Version:

Using WKT Data and Geospatial Functions

The following sections demonstrate how to ingest and work with WKT data as well as how to use geospatial functions via SQL and the Kinetica Python API. Details about the geospatial functions can be found under Geospatial/Geometry Functions; a list of potential geospatial operations can be found under Geospatial Operations. All geospatial functions are compatible in both native API and SQL expressions.

Prerequisites

  • SQL client configured to use the Kinetica ODBC/JDBC SQL connector
  • Python API (if running the Python examples)
  • Sample CSV data files, which should be downloaded & copied to the host running the SQL client. The initialization script references these in the /tmp/data directory, local to where the client is running.

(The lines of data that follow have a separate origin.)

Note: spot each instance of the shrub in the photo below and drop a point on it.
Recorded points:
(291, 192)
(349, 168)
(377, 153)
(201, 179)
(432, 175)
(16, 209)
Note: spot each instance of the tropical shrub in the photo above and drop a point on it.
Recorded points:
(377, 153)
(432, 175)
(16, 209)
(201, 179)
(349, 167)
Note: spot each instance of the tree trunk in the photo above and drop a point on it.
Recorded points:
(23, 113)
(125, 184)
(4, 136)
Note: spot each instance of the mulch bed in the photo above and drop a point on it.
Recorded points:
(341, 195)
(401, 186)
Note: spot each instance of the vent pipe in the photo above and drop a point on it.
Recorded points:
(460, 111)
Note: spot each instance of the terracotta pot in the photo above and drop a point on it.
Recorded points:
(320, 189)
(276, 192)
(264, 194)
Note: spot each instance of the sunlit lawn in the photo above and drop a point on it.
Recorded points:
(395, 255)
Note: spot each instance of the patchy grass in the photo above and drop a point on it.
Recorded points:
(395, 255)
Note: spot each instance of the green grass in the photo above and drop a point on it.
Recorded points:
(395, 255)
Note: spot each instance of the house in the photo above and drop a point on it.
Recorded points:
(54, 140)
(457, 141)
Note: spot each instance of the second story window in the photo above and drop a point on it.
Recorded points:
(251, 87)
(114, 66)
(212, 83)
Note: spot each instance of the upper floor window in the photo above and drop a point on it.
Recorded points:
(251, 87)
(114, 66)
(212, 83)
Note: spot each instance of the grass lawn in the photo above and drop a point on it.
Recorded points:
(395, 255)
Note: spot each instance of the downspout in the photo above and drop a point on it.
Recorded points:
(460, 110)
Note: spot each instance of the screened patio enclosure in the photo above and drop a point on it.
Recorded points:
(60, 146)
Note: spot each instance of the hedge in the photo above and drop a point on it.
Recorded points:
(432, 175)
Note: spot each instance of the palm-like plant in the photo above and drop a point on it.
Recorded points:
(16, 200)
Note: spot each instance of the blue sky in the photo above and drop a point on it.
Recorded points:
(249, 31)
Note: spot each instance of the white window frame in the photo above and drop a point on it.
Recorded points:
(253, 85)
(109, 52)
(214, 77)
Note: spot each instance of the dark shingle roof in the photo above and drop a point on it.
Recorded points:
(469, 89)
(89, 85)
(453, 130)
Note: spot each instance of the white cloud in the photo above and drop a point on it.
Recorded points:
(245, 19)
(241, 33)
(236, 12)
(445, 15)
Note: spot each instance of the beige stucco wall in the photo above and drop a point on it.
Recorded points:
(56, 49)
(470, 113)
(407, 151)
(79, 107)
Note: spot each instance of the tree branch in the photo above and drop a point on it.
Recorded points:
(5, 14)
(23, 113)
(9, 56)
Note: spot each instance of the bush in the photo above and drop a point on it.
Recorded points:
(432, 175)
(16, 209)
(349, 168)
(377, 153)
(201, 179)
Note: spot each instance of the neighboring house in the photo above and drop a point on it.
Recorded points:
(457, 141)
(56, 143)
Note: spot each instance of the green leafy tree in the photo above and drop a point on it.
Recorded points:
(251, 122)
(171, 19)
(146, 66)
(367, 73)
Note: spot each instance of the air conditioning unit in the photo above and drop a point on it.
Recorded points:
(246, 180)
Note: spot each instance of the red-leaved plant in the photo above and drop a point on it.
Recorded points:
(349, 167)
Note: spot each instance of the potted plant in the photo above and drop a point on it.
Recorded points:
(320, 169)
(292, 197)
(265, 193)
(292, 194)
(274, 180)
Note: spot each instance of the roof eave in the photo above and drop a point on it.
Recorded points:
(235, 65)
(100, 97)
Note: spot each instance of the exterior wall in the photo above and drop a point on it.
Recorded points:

If the files are copied to a different directory, the initialization script, geospatial_init.kisql, can be updated accordingly. The data files can be downloaded here:

Loading Sample Data

Data loading will be done via the SQL initialization script, which should be run in the SQL client mentioned above.

For instance, if using kisql:

/opt/gpudb/bin/kisql -host localhost < <path/to/scripts/geospatial_init.kisql>

This script will create a collection to house the example tables.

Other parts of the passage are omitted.